Durant cette réunion, tout le monde s’accorde à dire que l’intolérance politique frise la violence : permanences vandalisées, attaques, riposte disproportionnée, arrestation pour motif politique. Les photos des personnes tuées et d’autres blessées commencent à s’accumuler. Il faut faire quelque chose pour éviter l’embrasement à quelques mois des élections.



Le diagnostic posé, l’idée d’un cessez-le-feu d’un mois est émise par le patron du parti au pouvoir. Evariste Ndayishimiye appelle à des actions concrètes durant ce mois pour apaiser la situation. Il taxe les gouverneurs qui se laissent influencer par les responsables des partis au niveau provincial de démissionnaires. « En période électorale, les administratifs démissionnent et prennent la casquette de militants du parti. Il faut qu’ils aient à l’esprit qu’ils doivent gouverner pour tous. Sinon ils seront accusés de haute trahison. »



Pour le secrétaire général du parti Cndd-Fdd, les administratifs tout comme les responsables politiques devraient se désolidariser avec ceux qui commettent des délits et jettent l’opprobre au sein du parti. « Dans un mois retrouvons nous ici pour une évaluation. D’ici-là, chaque gouverneur aura rencontré les administrateurs qui à leur tour communiqueront aux chefs de secteur.
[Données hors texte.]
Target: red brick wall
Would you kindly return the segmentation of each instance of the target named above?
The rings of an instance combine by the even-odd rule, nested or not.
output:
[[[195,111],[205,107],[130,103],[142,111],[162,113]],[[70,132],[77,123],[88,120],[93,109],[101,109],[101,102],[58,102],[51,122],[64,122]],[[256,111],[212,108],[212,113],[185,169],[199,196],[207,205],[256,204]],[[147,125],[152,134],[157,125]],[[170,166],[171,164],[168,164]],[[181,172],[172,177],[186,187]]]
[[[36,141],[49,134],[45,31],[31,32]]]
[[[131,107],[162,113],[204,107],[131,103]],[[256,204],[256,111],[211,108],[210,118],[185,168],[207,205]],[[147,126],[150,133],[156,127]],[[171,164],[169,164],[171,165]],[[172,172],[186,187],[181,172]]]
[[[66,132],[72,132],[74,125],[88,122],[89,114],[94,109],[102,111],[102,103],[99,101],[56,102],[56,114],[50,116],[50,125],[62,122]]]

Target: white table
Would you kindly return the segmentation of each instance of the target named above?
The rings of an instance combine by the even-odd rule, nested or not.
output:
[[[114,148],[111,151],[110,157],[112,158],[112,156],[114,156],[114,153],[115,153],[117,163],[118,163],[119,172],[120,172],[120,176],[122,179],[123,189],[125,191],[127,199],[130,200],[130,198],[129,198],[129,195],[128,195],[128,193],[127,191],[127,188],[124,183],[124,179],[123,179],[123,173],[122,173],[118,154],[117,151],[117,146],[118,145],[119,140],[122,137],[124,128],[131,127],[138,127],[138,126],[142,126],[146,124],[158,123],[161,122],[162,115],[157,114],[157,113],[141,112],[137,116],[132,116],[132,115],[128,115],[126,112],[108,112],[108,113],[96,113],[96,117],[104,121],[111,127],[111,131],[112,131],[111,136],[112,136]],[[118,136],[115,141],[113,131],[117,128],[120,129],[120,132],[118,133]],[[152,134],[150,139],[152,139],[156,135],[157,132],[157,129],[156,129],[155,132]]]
Ceux qui n’auront pas lutté contre l’impunité d’une façon exemplaire seront démis de leur fonction, toute affaire cessante. » Des recommandations adoptées par toute l’assemblée présente.
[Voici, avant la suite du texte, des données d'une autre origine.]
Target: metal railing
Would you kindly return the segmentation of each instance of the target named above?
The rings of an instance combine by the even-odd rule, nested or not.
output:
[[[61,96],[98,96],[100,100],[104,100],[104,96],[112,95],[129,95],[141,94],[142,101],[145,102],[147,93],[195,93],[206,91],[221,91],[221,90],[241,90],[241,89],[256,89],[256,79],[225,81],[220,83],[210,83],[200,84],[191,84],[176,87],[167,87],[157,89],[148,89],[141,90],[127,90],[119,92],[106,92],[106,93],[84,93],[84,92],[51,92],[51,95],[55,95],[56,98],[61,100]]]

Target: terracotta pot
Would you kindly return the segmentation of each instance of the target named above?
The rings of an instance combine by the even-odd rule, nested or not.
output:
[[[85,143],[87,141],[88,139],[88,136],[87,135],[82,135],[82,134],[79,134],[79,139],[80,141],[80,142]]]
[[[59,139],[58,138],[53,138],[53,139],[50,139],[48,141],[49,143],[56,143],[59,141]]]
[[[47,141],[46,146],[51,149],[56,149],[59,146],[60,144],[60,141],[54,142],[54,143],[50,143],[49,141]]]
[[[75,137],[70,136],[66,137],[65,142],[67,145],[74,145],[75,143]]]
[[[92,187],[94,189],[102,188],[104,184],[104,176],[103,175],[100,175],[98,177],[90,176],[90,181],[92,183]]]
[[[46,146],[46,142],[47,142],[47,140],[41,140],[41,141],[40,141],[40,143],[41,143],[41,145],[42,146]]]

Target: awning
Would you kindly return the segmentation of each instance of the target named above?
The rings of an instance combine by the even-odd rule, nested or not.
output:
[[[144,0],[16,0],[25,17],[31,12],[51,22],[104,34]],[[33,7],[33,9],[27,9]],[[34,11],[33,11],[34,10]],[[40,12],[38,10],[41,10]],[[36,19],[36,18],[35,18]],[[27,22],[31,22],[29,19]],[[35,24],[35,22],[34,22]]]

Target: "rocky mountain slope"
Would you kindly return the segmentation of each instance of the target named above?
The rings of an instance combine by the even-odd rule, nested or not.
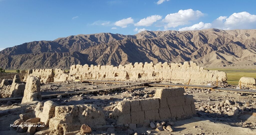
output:
[[[0,67],[9,69],[190,61],[206,67],[255,65],[256,30],[79,35],[26,43],[0,51]]]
Une semaine après l’annonce, le parti au pouvoir, déclare que mardi 27 août, une réunion a été organisée à l’intention des responsables du parti Cndd-Fdd au niveau provincial ainsi que les gouverneurs de province. L’objectif de cette réunion était d’adopter des mécanismes pour communiquer le mot d’ordre et mettre en place des stratégies pour lutter contre l’intolérance politique. Selon la commissaire chargée de l’information au sein de ce parti, Nancy Ninette Mutoni, la décision reste la même : multiplier les réunions avec les administratifs à la base et les responsables locaux du parti et lutter contre l’impunité au sein du parti et de l’administration.



Des gouverneurs commencent déjà à se mobiliser. Ce mercredi, le gouverneur de Gitega a réuni dans sa province les leaders des partis politiques et les administratifs à la base. De même que celui de Ngozi.



Si on est encore loin d’une accalmie générale comme en témoigne la tension qui règne sur la colline de Burenza, il n’en demeure pas moins que la semaine a été beaucoup plus marquée par des réunions et des discours d’apaisement.



Une chose est sûre, s’il faut juger l’influence du secrétaire général du parti au pouvoir, c’est maintenant. L’évolution de la situation sur terrain après son discours fort sera un bon test pour savoir si Evariste Ndayishimiye est l’homme de la situation. Il sera intéressant de voir si les administratifs (en majorité du Cndd-Fdd), les Imbonerakure et leurs responsables vont rentrer dans les rangs. Nous verrons, dans un mois, à l’heure du bilan promis, si les têtes « des démissionnaires » vont tomber.